The Cyanogenes Data Base

A web database for exploring the Synechocystis sp. PCC 6803 genome

Overview

Synechocystis sp. PCC 6803 is a well-studied cyanobacterium and a valuable model organism for research in photosynthesis and biotechnology. However, the lack of a user-friendly web database for exploring its genome has been noted due to long intermittent shutdowns of the Cyanobase portal. To tackle this issue, we have developed CyanoGenes, a user-friendly web server that facilitates interactive exploration of the Synechocystis genome


Genome Functional Annotation and Webpage Functionalities

For annotating the genome of the cyanobacterium Synechocystis, we used the RefSeq annotation information from the Synechocystis assembly GCF_000009725.1, sequenced by Kazusa, which contains 3,741 genes and 3,622 CDS. Additionally, we incorporated functional information from the Cyanobase and Uniprot database. Cyanogenes allows users to search by locus tag/gene symbol and annotate gene lists. It also provides an easy way to inspect the genomic context of each gene and download DNA and protein sequences for each ORF. Moreover, we have added a genomic position selector to allow the download of any DNA fragment.

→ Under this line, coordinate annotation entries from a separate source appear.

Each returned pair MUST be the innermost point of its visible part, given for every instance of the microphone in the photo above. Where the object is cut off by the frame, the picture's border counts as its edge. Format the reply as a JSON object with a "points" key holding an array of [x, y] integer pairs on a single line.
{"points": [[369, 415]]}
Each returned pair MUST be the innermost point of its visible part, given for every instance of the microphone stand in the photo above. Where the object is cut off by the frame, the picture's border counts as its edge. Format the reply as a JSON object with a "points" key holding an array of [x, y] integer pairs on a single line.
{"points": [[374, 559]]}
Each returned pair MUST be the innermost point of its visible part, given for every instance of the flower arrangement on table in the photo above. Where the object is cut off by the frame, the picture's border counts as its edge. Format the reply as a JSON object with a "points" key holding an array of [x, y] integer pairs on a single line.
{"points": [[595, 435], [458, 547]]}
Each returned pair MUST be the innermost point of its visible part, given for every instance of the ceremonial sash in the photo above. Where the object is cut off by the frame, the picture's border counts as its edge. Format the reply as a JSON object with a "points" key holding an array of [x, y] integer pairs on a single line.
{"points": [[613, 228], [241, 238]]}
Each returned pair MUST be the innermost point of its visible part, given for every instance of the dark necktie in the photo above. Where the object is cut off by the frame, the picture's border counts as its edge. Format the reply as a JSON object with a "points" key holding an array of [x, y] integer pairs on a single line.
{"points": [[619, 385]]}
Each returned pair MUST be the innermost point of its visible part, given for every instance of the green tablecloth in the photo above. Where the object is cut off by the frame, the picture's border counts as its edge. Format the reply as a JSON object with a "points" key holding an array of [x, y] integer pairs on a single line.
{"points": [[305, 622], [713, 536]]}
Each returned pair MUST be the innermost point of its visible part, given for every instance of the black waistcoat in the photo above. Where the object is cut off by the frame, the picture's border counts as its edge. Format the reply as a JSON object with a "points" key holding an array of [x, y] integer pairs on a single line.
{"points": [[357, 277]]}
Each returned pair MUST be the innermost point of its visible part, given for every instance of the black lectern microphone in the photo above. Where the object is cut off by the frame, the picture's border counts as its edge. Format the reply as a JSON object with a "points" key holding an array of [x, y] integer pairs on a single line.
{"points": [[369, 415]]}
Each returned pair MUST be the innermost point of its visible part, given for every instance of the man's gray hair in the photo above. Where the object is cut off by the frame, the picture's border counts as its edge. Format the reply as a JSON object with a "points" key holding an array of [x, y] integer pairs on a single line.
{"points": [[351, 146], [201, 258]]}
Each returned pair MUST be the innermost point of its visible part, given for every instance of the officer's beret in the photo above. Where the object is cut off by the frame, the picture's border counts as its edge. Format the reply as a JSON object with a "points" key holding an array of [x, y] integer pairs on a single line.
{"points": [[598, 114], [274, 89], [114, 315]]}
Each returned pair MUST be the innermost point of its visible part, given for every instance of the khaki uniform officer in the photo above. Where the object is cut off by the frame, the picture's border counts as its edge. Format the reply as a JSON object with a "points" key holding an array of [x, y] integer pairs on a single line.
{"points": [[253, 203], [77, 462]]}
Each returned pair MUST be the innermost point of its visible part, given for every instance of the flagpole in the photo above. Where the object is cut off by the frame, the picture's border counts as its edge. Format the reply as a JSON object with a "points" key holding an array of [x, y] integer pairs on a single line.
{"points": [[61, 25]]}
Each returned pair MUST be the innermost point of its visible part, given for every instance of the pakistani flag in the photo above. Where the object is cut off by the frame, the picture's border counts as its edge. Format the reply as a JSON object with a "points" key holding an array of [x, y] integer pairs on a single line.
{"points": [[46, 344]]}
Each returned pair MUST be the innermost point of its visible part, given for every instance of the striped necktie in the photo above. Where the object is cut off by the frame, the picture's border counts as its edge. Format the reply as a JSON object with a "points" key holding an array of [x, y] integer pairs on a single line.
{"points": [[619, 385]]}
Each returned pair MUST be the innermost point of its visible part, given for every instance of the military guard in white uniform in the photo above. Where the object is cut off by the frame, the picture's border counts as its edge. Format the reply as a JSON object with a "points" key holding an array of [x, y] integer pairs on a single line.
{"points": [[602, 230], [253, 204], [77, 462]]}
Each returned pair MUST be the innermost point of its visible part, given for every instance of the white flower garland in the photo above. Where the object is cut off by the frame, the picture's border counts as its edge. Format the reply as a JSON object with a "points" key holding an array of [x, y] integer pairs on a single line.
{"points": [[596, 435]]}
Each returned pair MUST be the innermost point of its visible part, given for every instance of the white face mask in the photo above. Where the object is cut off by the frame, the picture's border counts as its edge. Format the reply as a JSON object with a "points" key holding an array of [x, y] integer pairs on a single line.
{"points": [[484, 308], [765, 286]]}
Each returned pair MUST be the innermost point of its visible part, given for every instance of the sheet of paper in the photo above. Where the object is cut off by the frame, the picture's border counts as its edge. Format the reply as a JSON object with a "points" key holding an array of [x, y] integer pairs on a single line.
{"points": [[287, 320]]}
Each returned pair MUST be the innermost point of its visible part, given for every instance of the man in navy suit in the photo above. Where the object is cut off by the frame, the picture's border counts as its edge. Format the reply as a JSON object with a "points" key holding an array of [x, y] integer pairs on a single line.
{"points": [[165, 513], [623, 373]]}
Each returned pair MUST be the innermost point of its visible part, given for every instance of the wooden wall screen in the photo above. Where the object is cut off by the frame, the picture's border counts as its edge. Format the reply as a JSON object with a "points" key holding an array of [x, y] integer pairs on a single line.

Protein Clustering Analysis by Structural Homology

Cyanogenes includes the first structural homology analysis of the Synechocystis genome. To determine the number of structural homologue groups present in the Synechocystis genome, we clustered the 3,622 CDS using Foldseek with a coverage threshold of 80%. This resulted in a total of 469 clusters containing at least two proteins and 1,620 singletons. This means that 55% of Synechocystis proteins (2,002 protein sequences) were clustered after the analysis. These 469 protein clusters can be analyzed in Cyanogenes, available at the bottom of each gene profile. Additionally, all members of each structural cluster have been functionally reannotated with GO functional categories using eggNOG5, and are linked to their structural predictions from AlphaFold. We hope this information will assist in the search for remote homologues in the functional analysis of this cyanobacterium.


Gene Transcriptional Profiles

CyanoGenes incorporates the 4,091 transcriptional units (TU) delineated by Matthias Kopf et al. and their transcriptional patterns across 10 distinct experimental conditions (15°C, 42°C, low light, high light, phosphate deprivation, nitrogen deprivation, CO₂ deprivation, darkness, iron deprivation, and stationary and exponential growth phases). This functionality enables users to investigate the influence of different TUs on their associated genes and the impact of diverse environmental conditions on gene expression profiles.